Просто так. Это мило с твоей стороны
А я стою на полу на коленях перед телефоном и надеюсь, что Малина тоже никогда не застанет меня в таком положении, он тоже не должен видеть, как я падаю ниц перед телефоном, словно мусульманин на молитвенный коврик, и прижимаюсь лбом к паркету.

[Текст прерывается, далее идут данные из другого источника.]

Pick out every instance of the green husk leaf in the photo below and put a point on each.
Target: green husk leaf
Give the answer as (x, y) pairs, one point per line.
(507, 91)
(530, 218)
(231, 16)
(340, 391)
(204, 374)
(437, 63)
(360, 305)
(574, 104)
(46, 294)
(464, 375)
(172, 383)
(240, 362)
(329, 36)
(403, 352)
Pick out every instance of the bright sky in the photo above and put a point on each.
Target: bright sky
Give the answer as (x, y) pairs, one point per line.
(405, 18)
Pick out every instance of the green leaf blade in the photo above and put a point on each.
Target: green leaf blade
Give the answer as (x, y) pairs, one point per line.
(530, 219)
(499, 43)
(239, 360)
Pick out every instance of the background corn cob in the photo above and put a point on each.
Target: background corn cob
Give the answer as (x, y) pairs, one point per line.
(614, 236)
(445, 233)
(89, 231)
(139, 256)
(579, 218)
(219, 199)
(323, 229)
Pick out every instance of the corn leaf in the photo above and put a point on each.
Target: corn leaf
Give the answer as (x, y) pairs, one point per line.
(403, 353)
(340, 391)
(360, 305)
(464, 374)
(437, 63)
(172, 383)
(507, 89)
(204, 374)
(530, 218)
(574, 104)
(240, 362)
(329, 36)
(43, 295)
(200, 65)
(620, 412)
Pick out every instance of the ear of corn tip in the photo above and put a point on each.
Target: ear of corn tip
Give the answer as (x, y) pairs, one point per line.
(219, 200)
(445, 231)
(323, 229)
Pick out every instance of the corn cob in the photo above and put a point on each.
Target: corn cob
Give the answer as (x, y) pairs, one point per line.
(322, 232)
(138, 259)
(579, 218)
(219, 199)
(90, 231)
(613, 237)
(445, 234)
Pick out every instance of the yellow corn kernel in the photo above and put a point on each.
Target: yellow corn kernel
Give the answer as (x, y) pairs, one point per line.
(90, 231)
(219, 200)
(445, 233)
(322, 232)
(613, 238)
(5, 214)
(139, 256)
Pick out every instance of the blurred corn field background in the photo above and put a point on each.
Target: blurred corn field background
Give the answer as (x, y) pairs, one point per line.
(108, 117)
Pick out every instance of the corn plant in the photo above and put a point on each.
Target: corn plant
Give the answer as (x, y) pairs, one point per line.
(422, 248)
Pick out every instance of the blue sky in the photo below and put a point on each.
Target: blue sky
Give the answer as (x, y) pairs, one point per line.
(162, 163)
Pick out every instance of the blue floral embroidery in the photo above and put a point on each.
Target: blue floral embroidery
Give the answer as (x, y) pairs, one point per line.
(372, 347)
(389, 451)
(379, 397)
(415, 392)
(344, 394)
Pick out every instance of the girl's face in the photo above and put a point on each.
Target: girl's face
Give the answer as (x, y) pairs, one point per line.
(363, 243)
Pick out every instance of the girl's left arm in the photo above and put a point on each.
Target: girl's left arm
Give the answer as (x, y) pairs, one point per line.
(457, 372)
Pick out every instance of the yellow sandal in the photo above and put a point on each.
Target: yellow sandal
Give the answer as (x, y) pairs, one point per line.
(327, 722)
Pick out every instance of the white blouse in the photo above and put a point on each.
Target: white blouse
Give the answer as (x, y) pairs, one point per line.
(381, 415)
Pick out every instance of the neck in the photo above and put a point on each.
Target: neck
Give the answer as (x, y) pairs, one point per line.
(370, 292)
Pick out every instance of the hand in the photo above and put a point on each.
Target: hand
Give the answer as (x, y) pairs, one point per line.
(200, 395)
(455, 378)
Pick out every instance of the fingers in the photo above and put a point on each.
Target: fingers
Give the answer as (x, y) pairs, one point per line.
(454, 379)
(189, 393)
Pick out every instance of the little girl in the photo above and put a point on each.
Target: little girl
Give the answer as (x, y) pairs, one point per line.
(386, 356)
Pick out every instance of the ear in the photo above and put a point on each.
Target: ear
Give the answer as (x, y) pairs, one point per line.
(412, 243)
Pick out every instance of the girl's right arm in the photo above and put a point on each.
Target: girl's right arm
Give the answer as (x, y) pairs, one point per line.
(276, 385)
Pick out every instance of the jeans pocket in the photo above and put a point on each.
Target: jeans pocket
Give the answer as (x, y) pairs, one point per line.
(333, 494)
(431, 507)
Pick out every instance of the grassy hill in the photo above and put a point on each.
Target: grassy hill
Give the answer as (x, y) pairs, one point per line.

Ты не можешь говорить немного четче
Попробую раскрутить шнур, теперь лучше?
Ну, а какие у тебя планы на сегодня?
У меня? Ах, ничего особенного
Моя Мекка и мой Иерусалим! И я такая избранная среди всех телефонных абонентов, и меня выбирают, и набирают мои цифры — 72 31 44, Иван ведь может уже на память найти меня на любом диске, и мой номер он находит уверенней, чем мои волосы, мои губы и мою руку.
Я, сегодня вечером?
Нет, если ты не можешь
Но ведь у тебя же
Верно, но я туда не хочу
Но по-моему, это, извини
Я же тебе говорю, это нисколько
Тебе лучше пойти туда, я ведь совсем забыл
Значит, забыл, значит, ты
Тогда до завтра, спокойной ночи!
Значит, у Ивана нет времени, и трубка становится ледяной, будто она не пластмассовая, а металлическая, она ползет вверх к моему виску, — я слышу, как Иван вешает свою, и мне хотелось бы, чтобы этот звук был выстрелом, коротким, мгновенным, чтобы настал конец, мне не нравится, что Иван сегодня такой, я не хочу, чтобы так было всегда, пусть придет конец. Я вешаю трубку, остаюсь стоять на коленях, потом тащусь к качалке и беру со стола книгу: «Космический полет — куда?» Читаю лихорадочно, да что за ерунда, он ведь позвонил, у него было другое на уме, а мне пора привыкнуть к тому, что он ничего не объясняет, я тоже ничего не говорю, эта глава окончена, Луну покорили, я сгребаю письма со стола в гостиной, чтобы они не раздражали Малину, снова перечитываю их у себя в кабинете, кидаю во вчерашнюю кипу, перекладываю папки с надписями: «Очень срочно», «Срочно», «Приглашения», «Отказы», «Квитанции», «Неоплаченные счета», «Оплаченные счета», «Квартира», однако не могу найти папку без надписи, которая мне нужнее всего, вдруг звонит телефон, несомненно громче, чем надо, это междугородняя, и я почти кричу, с лихорадочной любезностью, не сознавая, что говорю и с кем должна говорить: «Барышня, барышня, пожалуйста, Центральную, нас прервали, барышня!» Но откуда звонили — из Мюнхена или из Франкфурта? Так или иначе, меня прервали, я кладу трубку, шнур уже опять запутался, а я, разговаривая и забываясь, запутываюсь в нем сама, это происходит из-за телефонных разговоров с Иваном. Не могу я сейчас ради Мюнхена или кто бы это ни был десятки раз раскручивать шнур. Пусть остается запутанным. А мне остается смотреть на черный аппарат — за чтением, перед тем как пойти спать, когда я ставлю его возле кровати. Конечно, я могла бы поменять его на синий, красный или белый, только этого уже не будет, потому что в моей квартире больше ничего меняться не должно, дабы ничто, кроме единственного новшества — Ивана — меня не отвлекало, в том числе и от ожидания, когда телефон не подает признаков жизни.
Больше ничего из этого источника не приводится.